All the nations speaking monosyllabic tongues are Mongol in physiognomy; though all the nations which have a Mongol physiognomy do not speak monosyllabic tongues. This makes the latter group, which for shortness will be called that of the monosyllabic nations or tribes—a section, or division, of the former.
Little Tibet, Ladakh, Tibet Proper, Butan, and[94] China, are all Mongol in form, and monosyllabic in language. So are Ava, Pegu, Siam, Cambojia, and Cochin China, the countries which constitute the great peninsula, sometimes called Indo-Chinese, and sometimes Transgangetic.
The extremity however—the Malayan peninsula—is not monosyllabic.
The British possessions of Hindostan are monosyllabic on their Tibetan and Burmese frontiers.
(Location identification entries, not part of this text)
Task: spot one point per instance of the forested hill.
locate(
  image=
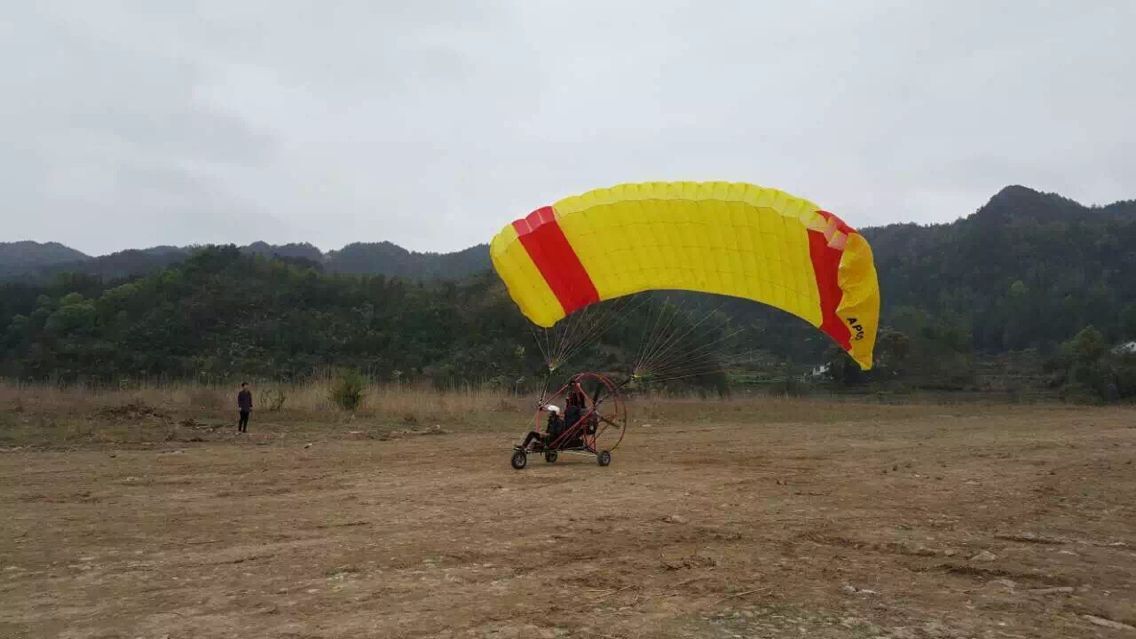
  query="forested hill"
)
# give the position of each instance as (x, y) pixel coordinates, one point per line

Hong-Kong.—Aden was disposed of briefly. So is Hong-Kong; and that for the same reason. Politically, British, it is ethnologically Chinese.
Maulmein, Ye, Tavoy, Tenasserim, and the Mergui Archipelago.—These constitute what are sometimes called the ceded, sometimes the Tenasserim provinces. They came into possession of the British at the close of the Burmese war of 1825. Unlike our dependencies in Hindostan, they are cut off from connection with any of the great centres of British power in Asia—in which respect they agree with the smaller and still more isolated settlements of the Malaccan Peninsula. The power that ceded them was the Burmese, so that it is with the existing subjects of that empire that their present limits are in contact; though only for the northern part. To the south they abut upon Siam.
The population throughout is monosyllabic; except so far as it is modified by foreign intermixture—of[95] which by far the most important element is the Indian. Everything in the way of religious creed which is not native and pagan is Indian and Buddhist. The alphabets, too, of the lettered populations are Indian in origin.
The population of the continental part of these British dependencies is referable to four divisions—of unequal and imperfectly ascertained value. 1. The Môn. 2. The Siamese. 3. The Avans. 4. The Kariens.
1. The Môn.—Môn is the native name of the indigenous population of Pegu, so that the Môn of Maulmein, or Amherst, the most northern of the provinces in question, on the left bank of the lower Salwín, are part and parcel of the present occupants of the delta of the Irawaddi, and the country about Cape Negrais. The Burmese call them Talieng, and under that designation they are described in Dr. Helfer's Report.[22] The Siamese appellation is Ming-môn; apparently the native name in a state of composition. In the early Portuguese notices a still more composite form appears—and we hear of the ancient empire of Kalamenham, supposed to have been founded by the Pandalús of Môn or Pegu.